Mark Zuckerberg Dinilai Terlalu Ambisius Kembangkan Metaverse, Alami Kerugian Miliaran Dolar AS
NEW YORK, iNews.id - CEO Meta Platforms Inc (Meta), Mark Zuckerberg dinilai terlalu ambisius untuk mengembangkan proyek Metaverse yang telah menyebabkan perusahaan mengalami kerugian miliaran dolar AS dan terpaksa memecat lebih dari 11.000 karyawan.
Dikutip dari The New York Times, dua eksekutif Meta mengatakan telah terjadi ketegangan antara Mark Zuckerberg dengan para eksekutif terkait proyek Metaverse yang terus merugi sejak tahun 2022.
Dalam rapat sebelum pengumuman Pemutusan Hubungan Kerja (PHK) massal terhadap lebih dari 11.000 karyawan Meta, sejumlah eksekutif menyampaikan kekhawatiran bahwa Meta telah menghabiskan terlalu banyak untuk proyek Metaverse.
Beberapa bahkan mencoba mengingatkan Mark Zuckerberg agar menyadari bahwa perusahaan telah mengeluarkan banyak untuk Metaverse dengan mengorbankan bisnis inti, yaitu jejaring sosial.
"Ada kekhawatiran yang berkembang di kalangan eksekutif bahwa Meta telah menghabiskan terlalu banyak untuk proyek Metaverse dan mencoba menyadarkan tuan Zuckerberg dari ambisinya," kata dua eksekutif yang terlibat dalam rapat tersebut, seperti dikutip The New York Times, Kamis (10/11/2022).
Meta telah menghabiskan miliaran dolar untuk produk-produk terkait metaverse seperti headset realitas virtual, meskipun produk semacam itu adalah niche dan tidak memberi jaminan bahwa orang akan berbondong-bondong ke sana.
Dalam laporan pendapatannya bulan lalu, Meta mengungkapkan bahwa Reality Labs, bagian dari perusahaan yang mengerjakan metaverse, mengalami kerugian operasi sebesar 3,67 miliar dolar AS atau sekitar Rp56,927 triliun.
Reality Labs juga mengalami pendapatan terendah sejak kuartal terakhir tahun 2020. Perusahaan memperkirakan kerugian operasional untuk Reality Labs meningkat tahun depan.
Dalam pengumuman PHK massal pada Rabu (9/11/2022, diketahui bahwa tim peneliti yang bekerja untuk Reality Labs tidak terkena dampak.

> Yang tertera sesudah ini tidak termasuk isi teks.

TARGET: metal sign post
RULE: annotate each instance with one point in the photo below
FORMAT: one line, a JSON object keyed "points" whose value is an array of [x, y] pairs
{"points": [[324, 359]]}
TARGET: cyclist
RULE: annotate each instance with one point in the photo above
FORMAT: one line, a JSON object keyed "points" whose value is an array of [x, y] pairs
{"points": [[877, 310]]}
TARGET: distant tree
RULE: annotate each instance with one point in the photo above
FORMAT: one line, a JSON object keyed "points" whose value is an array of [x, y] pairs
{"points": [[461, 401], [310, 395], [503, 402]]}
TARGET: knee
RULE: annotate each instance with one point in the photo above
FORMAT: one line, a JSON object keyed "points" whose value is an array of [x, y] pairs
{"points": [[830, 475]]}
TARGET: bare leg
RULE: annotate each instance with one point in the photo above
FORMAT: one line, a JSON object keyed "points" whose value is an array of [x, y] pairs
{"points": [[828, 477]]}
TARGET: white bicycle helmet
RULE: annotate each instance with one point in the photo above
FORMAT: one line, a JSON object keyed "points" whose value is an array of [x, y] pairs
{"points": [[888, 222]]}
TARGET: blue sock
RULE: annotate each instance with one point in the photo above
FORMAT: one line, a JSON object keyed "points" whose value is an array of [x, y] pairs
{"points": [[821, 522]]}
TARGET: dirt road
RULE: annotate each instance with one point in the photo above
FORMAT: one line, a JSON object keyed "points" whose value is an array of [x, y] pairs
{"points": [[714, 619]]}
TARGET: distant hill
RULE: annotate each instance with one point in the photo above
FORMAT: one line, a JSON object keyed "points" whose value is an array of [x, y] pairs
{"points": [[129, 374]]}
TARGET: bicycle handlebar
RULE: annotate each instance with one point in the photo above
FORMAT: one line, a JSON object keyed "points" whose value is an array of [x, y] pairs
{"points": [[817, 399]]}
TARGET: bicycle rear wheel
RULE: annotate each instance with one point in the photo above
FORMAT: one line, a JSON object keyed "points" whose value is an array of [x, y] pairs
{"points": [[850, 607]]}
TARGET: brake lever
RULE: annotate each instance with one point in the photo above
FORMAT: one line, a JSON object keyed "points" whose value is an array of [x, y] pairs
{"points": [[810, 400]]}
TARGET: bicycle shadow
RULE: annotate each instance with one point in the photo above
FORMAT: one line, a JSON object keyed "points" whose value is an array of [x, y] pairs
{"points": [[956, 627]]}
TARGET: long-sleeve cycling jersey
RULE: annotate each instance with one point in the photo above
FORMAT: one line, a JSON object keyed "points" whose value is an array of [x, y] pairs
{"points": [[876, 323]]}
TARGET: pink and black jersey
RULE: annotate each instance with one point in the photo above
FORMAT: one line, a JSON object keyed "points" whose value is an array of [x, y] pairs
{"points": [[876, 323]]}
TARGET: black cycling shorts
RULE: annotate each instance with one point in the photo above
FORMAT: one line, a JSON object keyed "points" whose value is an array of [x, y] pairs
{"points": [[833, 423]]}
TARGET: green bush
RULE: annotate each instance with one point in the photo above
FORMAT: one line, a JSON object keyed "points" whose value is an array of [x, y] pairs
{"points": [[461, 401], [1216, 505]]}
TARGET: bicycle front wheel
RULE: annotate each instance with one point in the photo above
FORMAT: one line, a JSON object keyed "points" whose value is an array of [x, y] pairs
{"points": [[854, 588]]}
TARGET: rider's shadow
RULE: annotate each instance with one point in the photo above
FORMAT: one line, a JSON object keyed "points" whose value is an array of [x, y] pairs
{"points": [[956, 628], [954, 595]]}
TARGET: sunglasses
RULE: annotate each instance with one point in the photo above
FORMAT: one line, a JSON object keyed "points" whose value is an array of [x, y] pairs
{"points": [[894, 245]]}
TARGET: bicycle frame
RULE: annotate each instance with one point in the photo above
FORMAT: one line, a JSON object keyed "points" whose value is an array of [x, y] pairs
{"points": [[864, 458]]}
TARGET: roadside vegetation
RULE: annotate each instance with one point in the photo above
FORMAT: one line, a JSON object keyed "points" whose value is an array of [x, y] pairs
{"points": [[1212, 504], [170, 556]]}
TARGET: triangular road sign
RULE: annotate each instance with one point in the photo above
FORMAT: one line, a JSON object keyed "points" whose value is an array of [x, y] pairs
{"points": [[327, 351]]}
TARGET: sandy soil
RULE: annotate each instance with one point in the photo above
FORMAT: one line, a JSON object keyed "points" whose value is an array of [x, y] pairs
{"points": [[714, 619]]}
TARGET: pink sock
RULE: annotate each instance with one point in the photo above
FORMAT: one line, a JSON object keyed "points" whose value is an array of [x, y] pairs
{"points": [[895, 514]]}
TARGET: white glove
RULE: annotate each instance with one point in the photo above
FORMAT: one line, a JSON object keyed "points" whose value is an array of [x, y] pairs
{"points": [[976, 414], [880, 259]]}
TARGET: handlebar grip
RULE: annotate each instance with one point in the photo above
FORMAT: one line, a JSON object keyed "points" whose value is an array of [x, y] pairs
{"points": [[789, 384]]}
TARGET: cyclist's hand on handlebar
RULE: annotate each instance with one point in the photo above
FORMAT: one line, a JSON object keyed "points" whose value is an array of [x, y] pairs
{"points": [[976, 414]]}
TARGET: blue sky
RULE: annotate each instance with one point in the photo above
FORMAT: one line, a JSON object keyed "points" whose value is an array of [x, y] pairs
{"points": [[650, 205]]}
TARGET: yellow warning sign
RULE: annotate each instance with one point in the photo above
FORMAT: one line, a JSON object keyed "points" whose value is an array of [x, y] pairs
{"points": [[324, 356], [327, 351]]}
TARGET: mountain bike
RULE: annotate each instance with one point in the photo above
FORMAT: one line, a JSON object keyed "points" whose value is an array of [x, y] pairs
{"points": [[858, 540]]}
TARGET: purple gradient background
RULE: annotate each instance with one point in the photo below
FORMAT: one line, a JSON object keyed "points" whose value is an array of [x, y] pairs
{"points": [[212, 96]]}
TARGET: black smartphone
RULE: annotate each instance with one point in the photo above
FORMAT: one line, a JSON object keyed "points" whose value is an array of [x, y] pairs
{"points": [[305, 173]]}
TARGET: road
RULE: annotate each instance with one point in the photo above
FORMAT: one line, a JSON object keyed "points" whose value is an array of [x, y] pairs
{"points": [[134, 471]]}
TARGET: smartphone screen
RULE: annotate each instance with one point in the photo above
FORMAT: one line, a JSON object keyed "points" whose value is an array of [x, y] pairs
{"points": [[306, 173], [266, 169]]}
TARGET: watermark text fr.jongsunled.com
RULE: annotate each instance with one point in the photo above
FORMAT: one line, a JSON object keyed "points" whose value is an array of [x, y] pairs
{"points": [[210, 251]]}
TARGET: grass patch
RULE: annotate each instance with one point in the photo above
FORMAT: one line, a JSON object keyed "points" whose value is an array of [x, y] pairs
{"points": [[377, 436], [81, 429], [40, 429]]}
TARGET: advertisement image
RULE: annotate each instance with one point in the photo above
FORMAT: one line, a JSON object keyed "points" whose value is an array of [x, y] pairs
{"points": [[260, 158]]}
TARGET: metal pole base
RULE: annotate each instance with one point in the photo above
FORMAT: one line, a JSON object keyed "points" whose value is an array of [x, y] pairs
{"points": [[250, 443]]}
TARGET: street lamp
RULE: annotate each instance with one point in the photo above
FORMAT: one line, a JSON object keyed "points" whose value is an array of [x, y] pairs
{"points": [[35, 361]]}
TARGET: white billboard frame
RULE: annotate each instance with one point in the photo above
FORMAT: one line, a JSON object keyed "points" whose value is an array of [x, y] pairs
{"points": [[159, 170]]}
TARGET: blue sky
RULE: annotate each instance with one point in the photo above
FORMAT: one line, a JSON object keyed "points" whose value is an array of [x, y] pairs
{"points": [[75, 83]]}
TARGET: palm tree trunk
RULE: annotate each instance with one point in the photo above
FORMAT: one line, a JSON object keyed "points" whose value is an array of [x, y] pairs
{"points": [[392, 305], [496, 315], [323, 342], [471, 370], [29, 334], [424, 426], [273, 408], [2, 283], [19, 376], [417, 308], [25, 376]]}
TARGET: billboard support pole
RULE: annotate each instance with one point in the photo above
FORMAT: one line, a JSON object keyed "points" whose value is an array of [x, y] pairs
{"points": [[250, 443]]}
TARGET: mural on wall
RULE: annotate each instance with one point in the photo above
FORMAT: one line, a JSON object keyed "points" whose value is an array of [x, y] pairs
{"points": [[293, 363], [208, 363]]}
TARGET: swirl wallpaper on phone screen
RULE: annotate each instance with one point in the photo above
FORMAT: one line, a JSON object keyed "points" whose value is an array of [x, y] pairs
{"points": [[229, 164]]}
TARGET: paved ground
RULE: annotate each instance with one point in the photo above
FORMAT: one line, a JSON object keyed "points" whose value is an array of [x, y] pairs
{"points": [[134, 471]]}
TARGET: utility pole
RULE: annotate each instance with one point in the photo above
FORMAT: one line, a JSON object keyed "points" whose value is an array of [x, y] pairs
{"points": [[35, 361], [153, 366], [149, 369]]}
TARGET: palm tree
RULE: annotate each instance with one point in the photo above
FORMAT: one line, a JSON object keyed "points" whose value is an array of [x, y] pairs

Mr. Zuckerberg mengendalikan Meta melalui struktur saham khusus yang secara efektif memungkinkan dia sendiri untuk menentukan arah perusahaan.
Ini juga membantu melindunginya dari risiko dipaksa keluar dari kekuasaan oleh investor luar, tidak seperti eksekutif seperti John Foley dari perusahaan kebugaran Peloton, yang harus mundur setelah salah menghitung dampak ekonomi dari pandemi.